Rocker muss 13 Monate ins Gefängnis

Alexander H. wurde verurteilt, weil er illegal Gespräche aufzeichnete und ins Internet stellte - sogar seine eigene Vernehmung bei der Polizei

shz.de von
13. November 2012, 07:23 Uhr

Neumünster | Im Prozess gegen den Neonazi Alexander H. (32) ist gestern das Urteil ergangen: Er soll für ein Jahr und einen Monat in Haft.
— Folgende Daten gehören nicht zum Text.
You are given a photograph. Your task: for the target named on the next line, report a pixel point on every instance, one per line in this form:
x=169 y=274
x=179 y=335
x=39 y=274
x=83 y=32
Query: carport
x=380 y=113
Der Mann war Mitglied der verbotenen Rockergruppe "Bandidos Neumünster".

Die Amtsrichterin in Kiel kam nach fünftägiger Beweisaufnahme zu dem Schluss, dass der Neumünsteraner im Sommer und Herbst vergangenen Jahres drei Mal Gespräche heimlich aufgezeichnet und als Video beziehungsweise Audio-Datei ins Internet gestellt hatte. Zwei Mal soll er dabei Diskussionen mit Polizisten hochgeladen haben - einmal die eigene Vernehmung und einmal einen Wortwechsel vor dem umstrittenen Neonazi-Treff "Club 88". Außerdem soll er ein Gespräch mit der Politikerin Angelika Beer (Piraten) aufgezeichnet und eine Facebook-Seite betrieben haben, auf der für jeden sichtbar der Totenkopf der 3. SS-Panzer-Divison und somit ein verbotenes Nazi-Symbol prangte (der Courier berichtete). Ein weiterer Anklagepunkt, ein Verstoß gegen das Waffengesetz, wurde kurz vor der Urteilsverkündung fallen gelassen. Der Grund: Es war letztendlich nicht zu klären, ob eine verbotene Stahlrute, die bei einer Durchsuchung in der Wohngemeinschaft des Mannes gefunden worden war, tatsächlich auch ihm gehörte.

Der Anwalt des Angeklagten hatte zuvor Freispruch gefordert. Lediglich für die Aufnahme des Gesprächs mit Angelika Beer forderte er 600 Euro Geldstrafe. Die illegalen Aufzeichnungen wertete der Jurist im Wesentlichen als "Dumme-Jungen-Streiche" und bezeichnete sie als "Kleinstkriminalität". So etwas "gehöre im Internet nun einmal dazu", meinte der Anwalt. Außerdem sei überhaupt nicht bewiesen, ob sein Mandant die Gespräche und das Nazi-Symbol selbst ins Netz gestellt habe. Er forderte deshalb unter anderem erneut, einen Experten von Facebook zu hören.

Die Forderung der Staatsanwaltschaft, die ursprünglich eine Freiheitsstrafe von anderthalb Jahren für angemessen gehalten hatte, fand der Verteidiger "sehr sportlich". Weil der Verstoß gegen das Waffengesetz gestern wegfiel, reduzierte der Anklagevertreter seine Forderung noch auf ein Jahr und vier Monate Haft.

Die Richterin betonte in ihrer Urteilsbegründung, dass aufgrund der zahlreichen Vorstrafen keine Bewährung mehr möglich sei. Zwei der Taten seien zudem kurz nach einer Verurteilung zur Bewährung erfolgt. Abwertende Begleittexte hätten der Veröffentlichung der Gespräche eine besondere Qualität gegeben. Die Juristin hatte keine Zweifel, dass Alexander H. die Aufnahmen selbst ins Netz gestellt hat.

Das Urteil ist noch nicht rechtskräftig.